# Comparing speed in 1648 with Merc 25



## orion_134 (Mar 29, 2012)

I have a center console 1648 with a Mercury 25HP 4 stroke and can get around 22-23 mph with me and one other in the boat. How does this compare to y'all's similar setups? 
Thanks, 
Jesse


----------



## 00 mod (Mar 29, 2012)

I have a 1648 tiller setup with new merc 4 stroke 25hp and got 26.6 on gps with me and one other person, no gear.

Jeff


----------



## vahunter (Mar 29, 2012)

I have a 1548 semiV with 1995 25hp 2stroke tiller johnson. I get 26-27 with extra person. Thats with gear including TM and 2 DC batteries and misc equipment.


----------



## orion_134 (Mar 30, 2012)

Sorry, that is apples to oranges. Your boat is lighter, your engine is lighter and more powerful. Thanks, though.


----------



## RiverBottomOutdoors (Mar 30, 2012)

I have a 1448 with a Yamaha 25 4-stroke tiller. Me, passenger, 2 batteries and other gear it will run 26 on gps. My project is in my signature if you want to take a look at my boat for comparison.


----------



## FuzzyGrub (Mar 30, 2012)

FWIW: My DMI mod V 1648 jon / Merc 25HP 2-stroke, gets 27mph gps, with two adults (420lbs), and light gear.

Is your boat heavily decked out?


----------



## Gramps50 (Mar 30, 2012)

MIne's a 1652 with a 20 hp Merc 2 stroke and with me and one other person and no gear it got 24.3 on the gps, mine's a tilelr BTW.


----------



## fish4thriLLs (Apr 21, 2012)

My boat specs are in my signature below. As you can see, I'm getting 28 mph(on my hand held Garmin GPS). That's with two men on board, various bowfishing gear, one battery, about 3 gallons of gas, a trolling motor mounted on the front, and an anchor.


UPDATE: The above was several years ago and it was with the wind at my back. Just checked it again today and I got 27 mph with me by myself, but with similar gear as above.


----------



## orion_134 (May 13, 2012)

So after all of my work on the boat, I still get 22-23 mph. I'm going to borrow a tach from someone to see what the motor is turning.

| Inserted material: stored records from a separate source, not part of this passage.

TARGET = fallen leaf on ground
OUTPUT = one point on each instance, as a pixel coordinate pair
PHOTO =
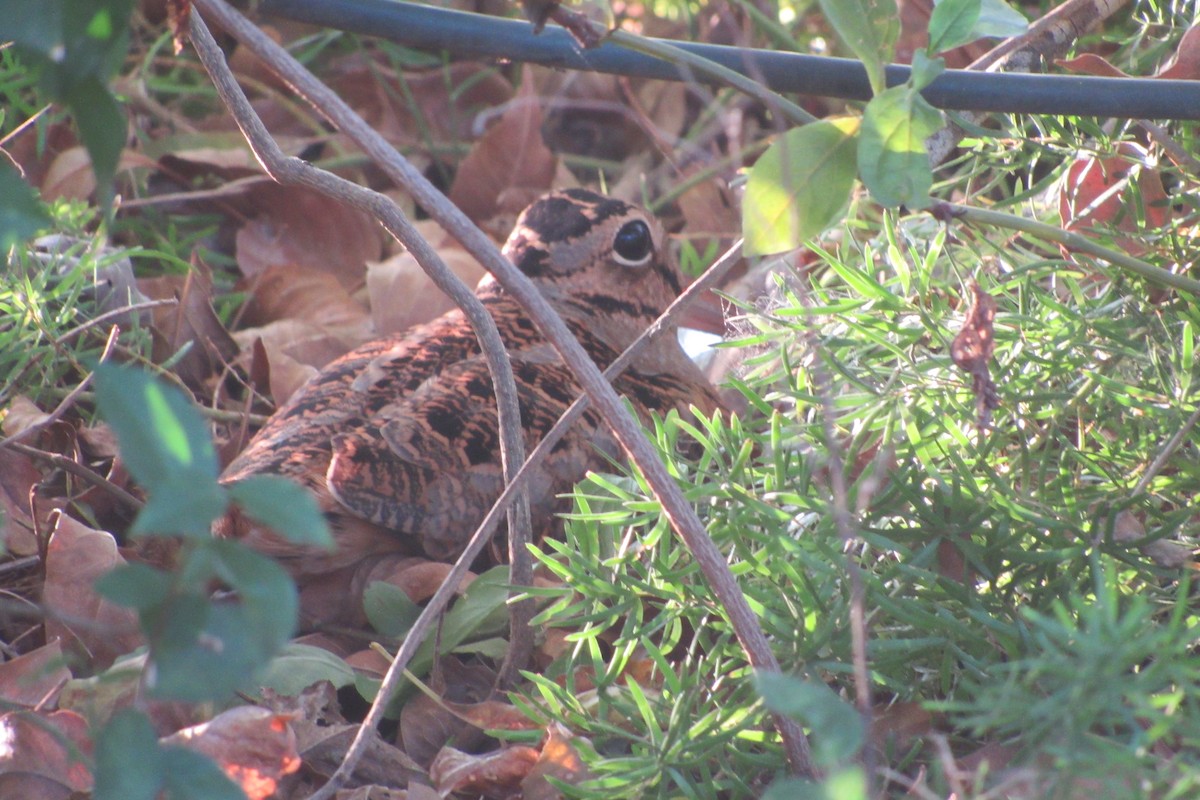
(29, 679)
(252, 746)
(76, 557)
(41, 755)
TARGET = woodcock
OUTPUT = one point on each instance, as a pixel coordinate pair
(399, 438)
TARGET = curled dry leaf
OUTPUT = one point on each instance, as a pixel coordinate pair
(402, 295)
(558, 759)
(1163, 552)
(22, 415)
(972, 349)
(417, 577)
(77, 555)
(252, 746)
(33, 677)
(18, 476)
(40, 757)
(417, 108)
(299, 228)
(493, 775)
(509, 155)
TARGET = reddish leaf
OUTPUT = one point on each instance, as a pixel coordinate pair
(76, 557)
(253, 746)
(496, 774)
(972, 349)
(29, 679)
(41, 755)
(558, 759)
(509, 156)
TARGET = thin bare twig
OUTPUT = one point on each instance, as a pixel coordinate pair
(67, 402)
(81, 471)
(1045, 38)
(627, 429)
(403, 174)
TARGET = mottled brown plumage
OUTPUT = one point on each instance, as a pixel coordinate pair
(399, 438)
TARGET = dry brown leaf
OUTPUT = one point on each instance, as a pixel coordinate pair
(402, 295)
(30, 678)
(1091, 64)
(312, 296)
(252, 746)
(492, 715)
(191, 320)
(493, 775)
(1163, 552)
(509, 155)
(558, 759)
(972, 349)
(1092, 194)
(41, 755)
(22, 415)
(76, 557)
(70, 174)
(298, 227)
(1185, 65)
(417, 577)
(447, 100)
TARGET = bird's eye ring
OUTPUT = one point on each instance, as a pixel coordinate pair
(634, 244)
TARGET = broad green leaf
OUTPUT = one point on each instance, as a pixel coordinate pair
(135, 585)
(129, 761)
(870, 29)
(925, 70)
(300, 666)
(167, 447)
(838, 729)
(211, 663)
(161, 433)
(892, 157)
(265, 593)
(997, 18)
(181, 506)
(799, 186)
(22, 212)
(102, 128)
(193, 776)
(952, 24)
(389, 609)
(285, 506)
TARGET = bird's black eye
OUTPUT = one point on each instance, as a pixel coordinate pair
(633, 245)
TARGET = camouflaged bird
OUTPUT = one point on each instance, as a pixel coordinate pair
(399, 438)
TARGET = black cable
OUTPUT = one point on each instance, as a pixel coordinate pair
(479, 36)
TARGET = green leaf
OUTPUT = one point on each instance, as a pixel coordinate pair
(838, 729)
(925, 70)
(102, 128)
(129, 761)
(135, 585)
(997, 18)
(193, 776)
(870, 29)
(285, 506)
(952, 24)
(389, 609)
(479, 613)
(167, 447)
(892, 156)
(799, 186)
(268, 595)
(22, 212)
(300, 666)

This is a 4-stroke center console with 2 people, 2 batts, TM, 2 coolers, 5 gals of gas.


----------



## jimmyeking (May 14, 2012)

i see in your signature your 25 is a bigfoot. I think they have a bigger slower prop so you want get the rpm's and speed of the reg. 25 merc. I may be wrong though. Just thought id mention it so you could check.


----------



## stevesecotec02 (Mar 10, 2014)

I could be wrong but I dont thik its just the prop on the bigfoot thats diffrent I think the gearing is as well. Still a prop change can work wonders if its speed your after. EDIT sorry forgot to add I have a 1648 mod V with a mariner/mercury 2 stroke and with 2 guys (440lbs) battery trolling motor gear i get 28mph


----------



## hipster dufus (Mar 12, 2014)

i have a 1648 mv w/ 30 hp 4 stroke efi tohatsu tiller. 2 guys 27-28.5 mph. 3 guys 26 + use a lot more gas w/3 guys moving around increases and lowers speed. i cruise at 4300 rpm approx. 21-22 mph. i do have pt/t so i usually watch my wake to determine trim. i also porpoise if i go too fast. hope it helps. install a tiny tach too help u with setup. i installed mine when i got the boat helps with break in and has an hour meter for maintenance intervals.good luck


----------



## ShotInTheDarkBowfishing (Mar 13, 2014)

I have a 1648 w/ 40hp 2 stroke. Boat is completely rigged for bowfishing. Four batteries all the bowfishing gear and I am getting right at 31 mph with three people


----------